La fête aurait été parfaite s’il n’y avait pas eu cette intrusion, cet ouragan, ces démons… D’un coup, une dizaine de petites créatures se sont rués dans la pièce principale emportant tout sur leur passage. Certains mettent le feu aux peaux de bête, d’autres renversent le sable servant à l’isolation du repas, d’autres encore soufflent des nuées d’encre bleu nuit qui s’incrustent sur les vêtements de tous les convives. Le spectacle est catastrophique, la famille ne sait pas comment retenir ces minuscules bestioles qui filent entre leurs doigts dès qu’elle tente de les attraper. Tout le monde y met du sien. On essaye par les pattes, par les oreilles qui semblent bien plus grosses que le reste de leur corps, par la taille… Rien n’y fait, personne ne calme leur fureur et les terreurs s’en donnent à coeur joie, chacun sa façon de célébrer la Sélouva après tout!

Edelle, immobile et silencieuse jusqu’à présent, entonne un chant, sur le bout des lèvres pour commencer puis de plus en plus fort.

« Près du feu chatoyant
S’en vont tambour battant,
Les effusions éphémères
d’une veillée au son sincère »

Tout en tournant sur elle-même, la jeune fille ramasse, rafistole et arrange à sa façon les dégâts des petits monstres qui, en y réfléchissant bien, doivent être des surifis, des boules de nerf héritées d’une époque grossière et stressante. L’étrange ménage d’Edelle mêle poudres bleus, sable et restes de cire de bougie en un concert original.

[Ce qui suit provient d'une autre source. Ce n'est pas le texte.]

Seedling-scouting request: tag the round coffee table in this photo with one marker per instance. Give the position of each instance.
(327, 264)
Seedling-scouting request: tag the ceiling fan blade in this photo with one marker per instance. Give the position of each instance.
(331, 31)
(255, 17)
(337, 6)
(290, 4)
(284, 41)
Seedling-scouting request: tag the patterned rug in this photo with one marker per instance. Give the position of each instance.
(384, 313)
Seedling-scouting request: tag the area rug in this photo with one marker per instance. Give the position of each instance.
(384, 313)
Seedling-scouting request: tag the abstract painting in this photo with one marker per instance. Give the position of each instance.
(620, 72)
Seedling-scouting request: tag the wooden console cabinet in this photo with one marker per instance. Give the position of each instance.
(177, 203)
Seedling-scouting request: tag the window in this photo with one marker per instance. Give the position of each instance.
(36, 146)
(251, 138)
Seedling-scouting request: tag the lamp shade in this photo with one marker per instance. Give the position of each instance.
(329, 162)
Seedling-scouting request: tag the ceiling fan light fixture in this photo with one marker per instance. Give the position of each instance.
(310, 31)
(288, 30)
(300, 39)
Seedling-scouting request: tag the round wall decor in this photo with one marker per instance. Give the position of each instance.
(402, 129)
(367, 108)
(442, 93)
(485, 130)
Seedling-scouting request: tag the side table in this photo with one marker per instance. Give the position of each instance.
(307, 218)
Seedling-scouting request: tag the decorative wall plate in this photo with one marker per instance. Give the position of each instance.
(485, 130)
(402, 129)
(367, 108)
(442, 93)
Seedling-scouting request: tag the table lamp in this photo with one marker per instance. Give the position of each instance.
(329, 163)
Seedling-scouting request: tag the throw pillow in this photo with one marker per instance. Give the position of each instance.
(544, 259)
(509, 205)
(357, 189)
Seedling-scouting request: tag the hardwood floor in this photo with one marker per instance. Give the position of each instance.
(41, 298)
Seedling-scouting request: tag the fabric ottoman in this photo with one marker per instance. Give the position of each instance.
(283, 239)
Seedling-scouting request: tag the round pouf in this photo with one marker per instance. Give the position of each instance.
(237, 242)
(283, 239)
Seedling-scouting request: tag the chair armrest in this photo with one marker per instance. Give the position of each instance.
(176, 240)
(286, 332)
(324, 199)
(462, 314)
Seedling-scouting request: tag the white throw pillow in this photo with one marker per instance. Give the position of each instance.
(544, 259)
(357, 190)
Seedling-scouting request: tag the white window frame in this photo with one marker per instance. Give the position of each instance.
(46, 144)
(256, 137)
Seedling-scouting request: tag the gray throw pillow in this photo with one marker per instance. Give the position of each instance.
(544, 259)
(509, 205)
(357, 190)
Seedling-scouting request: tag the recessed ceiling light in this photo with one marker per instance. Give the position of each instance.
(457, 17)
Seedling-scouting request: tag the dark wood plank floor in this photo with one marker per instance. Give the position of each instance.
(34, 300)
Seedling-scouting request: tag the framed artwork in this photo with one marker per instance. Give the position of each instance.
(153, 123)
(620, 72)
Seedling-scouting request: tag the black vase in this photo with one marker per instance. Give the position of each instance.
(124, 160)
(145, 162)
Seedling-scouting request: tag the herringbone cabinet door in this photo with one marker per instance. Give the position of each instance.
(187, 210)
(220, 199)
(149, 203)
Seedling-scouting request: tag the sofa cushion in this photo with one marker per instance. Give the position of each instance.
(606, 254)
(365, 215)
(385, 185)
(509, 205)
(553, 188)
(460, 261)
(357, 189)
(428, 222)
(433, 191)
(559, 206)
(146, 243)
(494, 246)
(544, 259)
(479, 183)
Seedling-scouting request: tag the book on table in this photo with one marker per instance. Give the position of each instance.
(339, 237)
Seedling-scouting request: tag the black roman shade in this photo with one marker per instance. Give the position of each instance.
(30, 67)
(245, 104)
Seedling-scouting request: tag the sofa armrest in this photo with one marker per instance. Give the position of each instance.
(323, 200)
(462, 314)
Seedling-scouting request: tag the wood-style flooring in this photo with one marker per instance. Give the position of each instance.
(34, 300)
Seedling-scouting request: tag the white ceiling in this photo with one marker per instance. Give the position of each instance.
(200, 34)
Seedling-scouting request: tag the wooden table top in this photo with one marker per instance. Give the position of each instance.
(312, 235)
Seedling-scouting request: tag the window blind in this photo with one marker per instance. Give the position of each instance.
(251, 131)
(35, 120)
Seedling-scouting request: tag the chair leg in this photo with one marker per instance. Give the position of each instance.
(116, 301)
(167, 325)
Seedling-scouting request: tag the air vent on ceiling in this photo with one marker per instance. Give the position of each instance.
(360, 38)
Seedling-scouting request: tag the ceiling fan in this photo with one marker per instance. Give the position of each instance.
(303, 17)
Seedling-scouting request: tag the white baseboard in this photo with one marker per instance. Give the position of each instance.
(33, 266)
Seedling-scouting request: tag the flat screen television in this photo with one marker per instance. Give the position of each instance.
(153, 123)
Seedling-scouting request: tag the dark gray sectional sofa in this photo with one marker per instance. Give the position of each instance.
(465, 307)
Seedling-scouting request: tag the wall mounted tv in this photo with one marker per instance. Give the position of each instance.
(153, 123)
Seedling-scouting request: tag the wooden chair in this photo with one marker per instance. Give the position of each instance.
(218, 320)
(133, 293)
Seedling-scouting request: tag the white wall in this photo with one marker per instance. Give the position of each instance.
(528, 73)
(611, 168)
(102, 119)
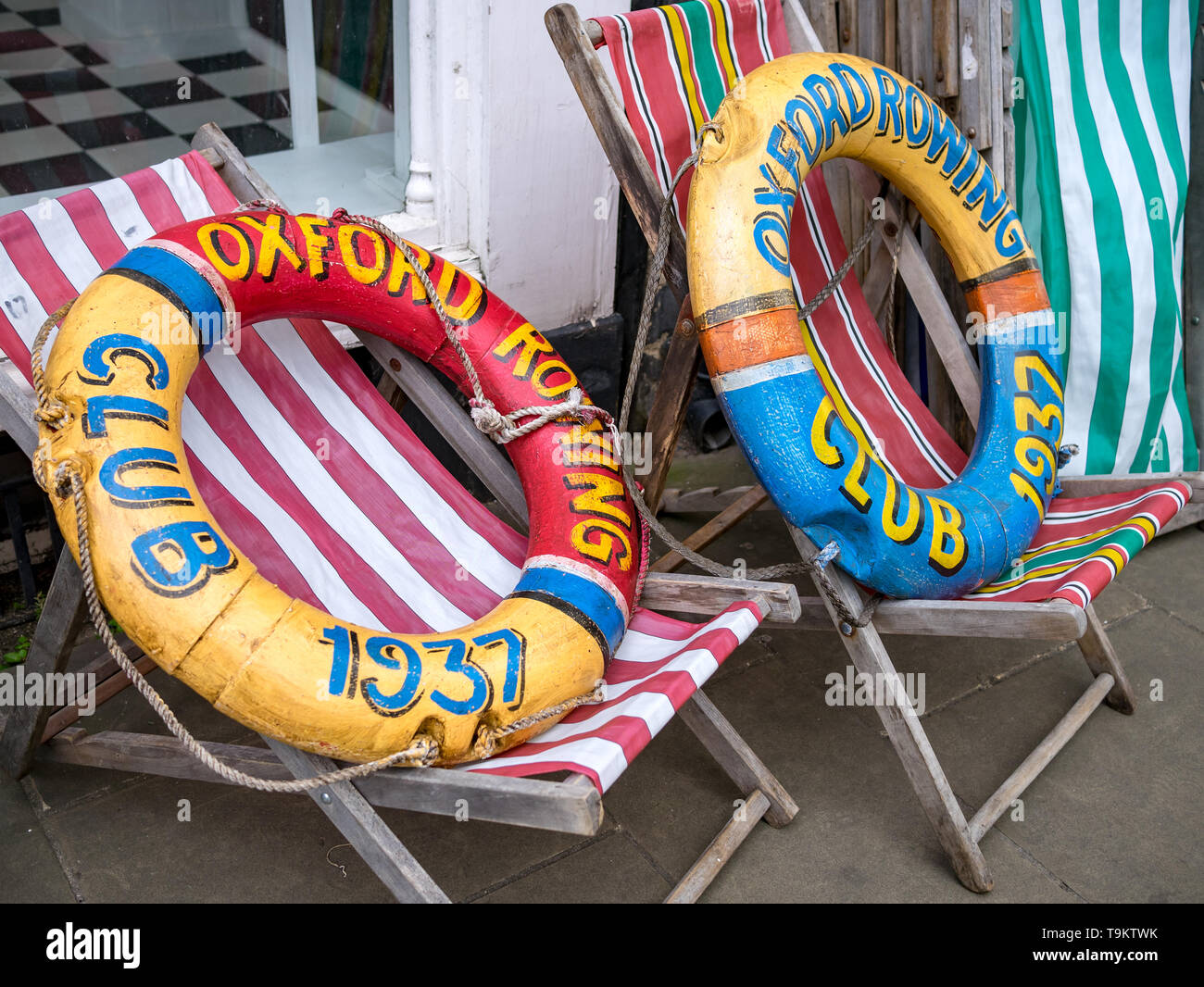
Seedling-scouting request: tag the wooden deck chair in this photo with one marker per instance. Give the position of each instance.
(373, 532)
(673, 65)
(1108, 225)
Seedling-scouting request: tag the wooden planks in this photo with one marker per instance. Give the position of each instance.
(726, 518)
(1051, 620)
(667, 414)
(533, 803)
(685, 593)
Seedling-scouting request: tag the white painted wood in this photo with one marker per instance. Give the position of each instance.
(550, 199)
(302, 72)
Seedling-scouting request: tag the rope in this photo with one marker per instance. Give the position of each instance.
(817, 565)
(890, 295)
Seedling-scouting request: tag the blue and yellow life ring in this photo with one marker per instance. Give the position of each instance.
(787, 117)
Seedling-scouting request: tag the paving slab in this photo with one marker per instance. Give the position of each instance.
(1171, 570)
(29, 868)
(605, 871)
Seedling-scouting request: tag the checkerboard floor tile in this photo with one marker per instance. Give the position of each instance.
(69, 117)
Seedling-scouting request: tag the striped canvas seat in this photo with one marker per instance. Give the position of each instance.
(1102, 161)
(326, 490)
(673, 67)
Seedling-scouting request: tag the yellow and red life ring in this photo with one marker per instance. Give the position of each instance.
(194, 603)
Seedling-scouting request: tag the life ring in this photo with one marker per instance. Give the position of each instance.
(787, 117)
(197, 606)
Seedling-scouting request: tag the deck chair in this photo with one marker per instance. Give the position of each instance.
(309, 520)
(672, 67)
(1126, 395)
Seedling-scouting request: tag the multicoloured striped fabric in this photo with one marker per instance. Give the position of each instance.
(1102, 175)
(326, 490)
(665, 85)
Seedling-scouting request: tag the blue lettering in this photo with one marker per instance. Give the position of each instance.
(101, 353)
(195, 543)
(139, 457)
(104, 406)
(382, 650)
(889, 97)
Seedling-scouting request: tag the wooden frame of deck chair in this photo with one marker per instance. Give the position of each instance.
(572, 806)
(1070, 617)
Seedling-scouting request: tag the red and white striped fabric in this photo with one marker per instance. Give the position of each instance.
(674, 65)
(326, 490)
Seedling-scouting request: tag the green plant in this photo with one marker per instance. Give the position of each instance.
(19, 654)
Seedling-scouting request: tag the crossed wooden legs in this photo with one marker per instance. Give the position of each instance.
(902, 723)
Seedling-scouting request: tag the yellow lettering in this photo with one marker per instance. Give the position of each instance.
(1027, 365)
(361, 272)
(1027, 412)
(236, 268)
(545, 371)
(602, 541)
(588, 446)
(851, 486)
(598, 494)
(529, 344)
(907, 532)
(821, 434)
(317, 244)
(272, 244)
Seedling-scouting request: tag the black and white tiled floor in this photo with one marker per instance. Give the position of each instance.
(68, 117)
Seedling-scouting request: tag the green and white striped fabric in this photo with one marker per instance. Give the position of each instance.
(1102, 175)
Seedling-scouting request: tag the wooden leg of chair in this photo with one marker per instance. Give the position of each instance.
(364, 829)
(907, 735)
(63, 617)
(721, 850)
(737, 758)
(1100, 656)
(719, 525)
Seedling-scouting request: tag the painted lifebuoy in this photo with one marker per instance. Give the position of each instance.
(194, 603)
(787, 117)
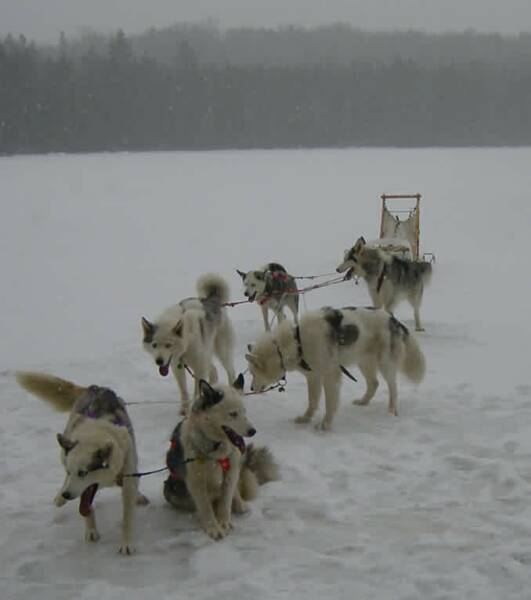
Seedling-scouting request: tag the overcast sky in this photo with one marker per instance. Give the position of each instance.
(42, 20)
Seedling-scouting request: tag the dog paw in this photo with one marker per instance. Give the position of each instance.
(126, 549)
(91, 535)
(215, 532)
(142, 500)
(323, 426)
(240, 507)
(59, 500)
(360, 402)
(303, 419)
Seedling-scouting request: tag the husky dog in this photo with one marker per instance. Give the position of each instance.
(211, 470)
(268, 287)
(98, 448)
(388, 277)
(329, 339)
(190, 332)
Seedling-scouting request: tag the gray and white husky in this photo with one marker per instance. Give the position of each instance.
(389, 278)
(326, 341)
(97, 448)
(190, 333)
(211, 469)
(273, 288)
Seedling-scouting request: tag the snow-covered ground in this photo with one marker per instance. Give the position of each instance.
(434, 504)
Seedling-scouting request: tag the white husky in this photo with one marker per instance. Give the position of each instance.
(98, 448)
(211, 469)
(329, 339)
(190, 333)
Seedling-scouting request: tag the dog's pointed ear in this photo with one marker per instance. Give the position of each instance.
(148, 329)
(208, 396)
(65, 443)
(239, 382)
(178, 329)
(253, 360)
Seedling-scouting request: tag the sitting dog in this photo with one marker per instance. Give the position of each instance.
(211, 470)
(269, 287)
(98, 448)
(190, 332)
(389, 278)
(329, 339)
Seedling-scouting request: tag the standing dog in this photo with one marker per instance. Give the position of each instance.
(270, 287)
(211, 470)
(329, 339)
(98, 448)
(190, 332)
(389, 278)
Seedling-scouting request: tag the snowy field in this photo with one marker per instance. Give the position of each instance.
(434, 504)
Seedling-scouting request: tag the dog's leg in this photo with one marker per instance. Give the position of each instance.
(315, 385)
(129, 499)
(388, 370)
(180, 376)
(415, 301)
(223, 350)
(91, 531)
(264, 316)
(228, 489)
(368, 370)
(196, 482)
(332, 385)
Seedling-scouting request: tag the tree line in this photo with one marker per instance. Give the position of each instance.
(114, 99)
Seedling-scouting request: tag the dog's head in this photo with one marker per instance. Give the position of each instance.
(163, 341)
(351, 259)
(254, 284)
(220, 413)
(90, 463)
(265, 363)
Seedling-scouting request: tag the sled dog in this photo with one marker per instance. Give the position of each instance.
(190, 333)
(327, 341)
(269, 287)
(97, 448)
(389, 278)
(211, 469)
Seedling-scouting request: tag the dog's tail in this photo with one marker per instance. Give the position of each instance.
(413, 362)
(213, 287)
(59, 393)
(258, 468)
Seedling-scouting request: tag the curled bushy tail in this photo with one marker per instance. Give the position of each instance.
(258, 468)
(60, 393)
(413, 362)
(213, 286)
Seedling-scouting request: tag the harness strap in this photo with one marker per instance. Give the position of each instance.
(347, 373)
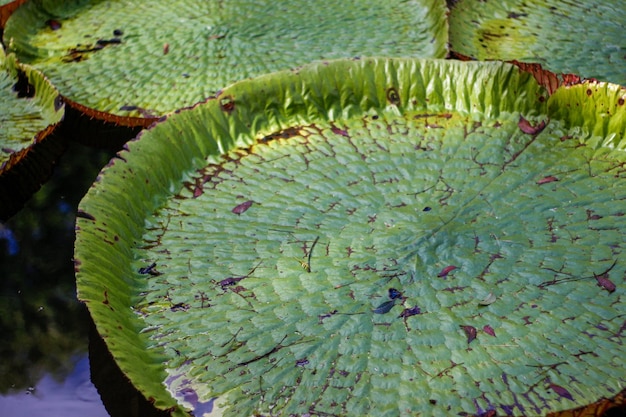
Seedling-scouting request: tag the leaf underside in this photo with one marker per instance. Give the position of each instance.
(283, 307)
(584, 38)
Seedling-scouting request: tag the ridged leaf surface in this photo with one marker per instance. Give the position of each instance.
(368, 237)
(147, 58)
(579, 37)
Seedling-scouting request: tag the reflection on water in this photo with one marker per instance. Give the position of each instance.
(66, 396)
(44, 329)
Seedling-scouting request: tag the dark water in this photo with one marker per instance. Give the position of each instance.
(44, 365)
(47, 363)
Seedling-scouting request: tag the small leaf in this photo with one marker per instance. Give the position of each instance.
(408, 312)
(489, 299)
(241, 208)
(527, 128)
(546, 180)
(393, 293)
(561, 391)
(489, 330)
(384, 307)
(605, 282)
(445, 271)
(470, 332)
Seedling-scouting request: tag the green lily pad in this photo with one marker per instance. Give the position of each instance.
(583, 37)
(31, 111)
(317, 241)
(148, 58)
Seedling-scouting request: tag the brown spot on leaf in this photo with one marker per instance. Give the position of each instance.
(562, 392)
(23, 87)
(227, 104)
(529, 129)
(241, 208)
(392, 96)
(53, 24)
(470, 332)
(85, 215)
(489, 330)
(605, 282)
(445, 271)
(339, 131)
(546, 180)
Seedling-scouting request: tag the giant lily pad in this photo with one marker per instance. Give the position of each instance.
(31, 109)
(367, 237)
(147, 58)
(582, 37)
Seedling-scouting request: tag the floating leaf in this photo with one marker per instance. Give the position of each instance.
(361, 187)
(489, 299)
(177, 53)
(562, 392)
(526, 127)
(489, 330)
(445, 271)
(384, 307)
(410, 311)
(606, 283)
(548, 32)
(393, 293)
(546, 180)
(470, 332)
(241, 208)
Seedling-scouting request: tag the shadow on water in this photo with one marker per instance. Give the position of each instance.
(44, 328)
(50, 352)
(47, 353)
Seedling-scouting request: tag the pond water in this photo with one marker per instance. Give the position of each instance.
(44, 368)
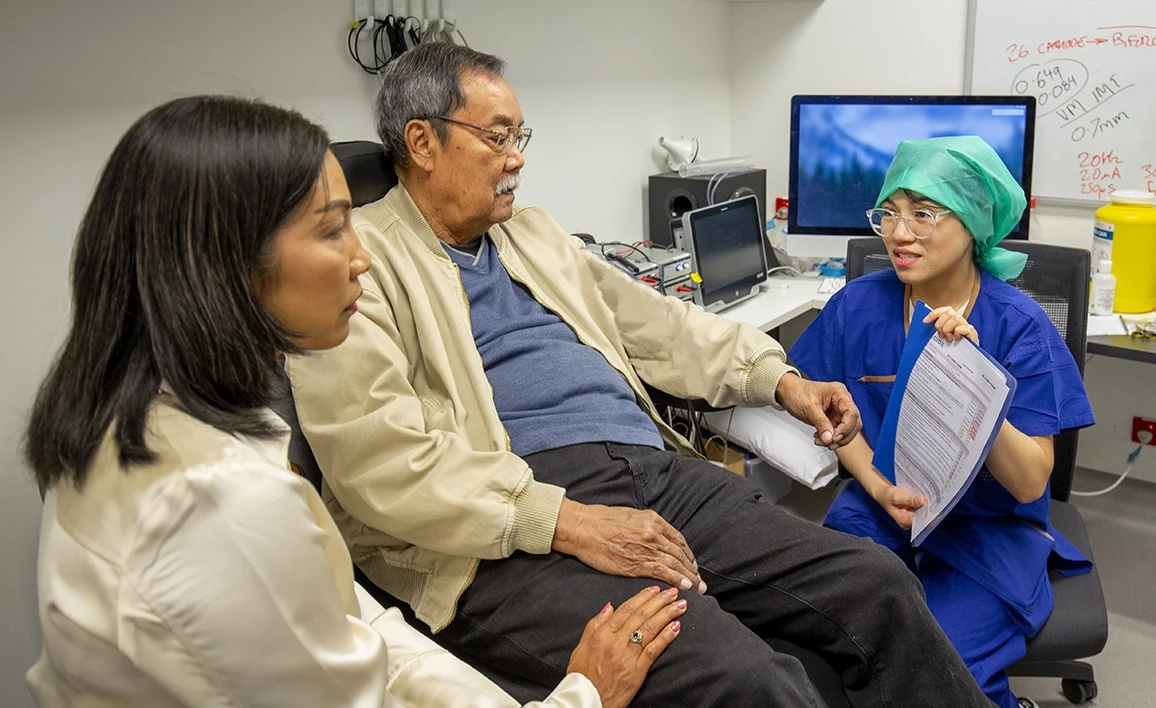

Les surifis se mettent distraitement à l’imiter et à anticiper ses desseins tout en croyant poursuivre leurs espiègleries. Les formes se métamorphosent et les matières se confondent tout en conservant leurs particularités propres.

En fin de compte, les gestes d’Edelle, que l’on pensait approximatifs, trouvent une raison et les surifis suivent sa cadence gracieuse. Certes, les skadars ne sont plus des bougies, les peaux de bête ne couvrent plus uniformément les murs, les essences d’agrumes se sont dissipées au profit d’un nouveau parfum plus mature, plus corsé bien que délicat. Le résultat laisse toute la famille sans voix. Du mur jusqu’au sol, a fleuri une immense fresque qui respire la nature tout en étant sublimée par la touche artistique de la main d’Edelle.

Le repas est gâché assurément, toutefois subsiste quelque chose de plus puissant qui transcende la coexistence de l’Homme avec la nature : l’art et son appropriation en toutes circonstances. Au gré des tempêtes, l’habileté, le savoir-faire et l’éloquence seront nos meilleurs atouts et un point de ralliement pour une agrégation de connaissances empreintes de chacun des souffles uniques que nous formons.

Désormais, à chaque Sélouva, chaque famille ou village se lance dans une fresque gigantesque. Plus elle est grande, plus l’année sera prometteuse et plus elle mêle de substances et d’éléments naturels, plus l’année sera prospère.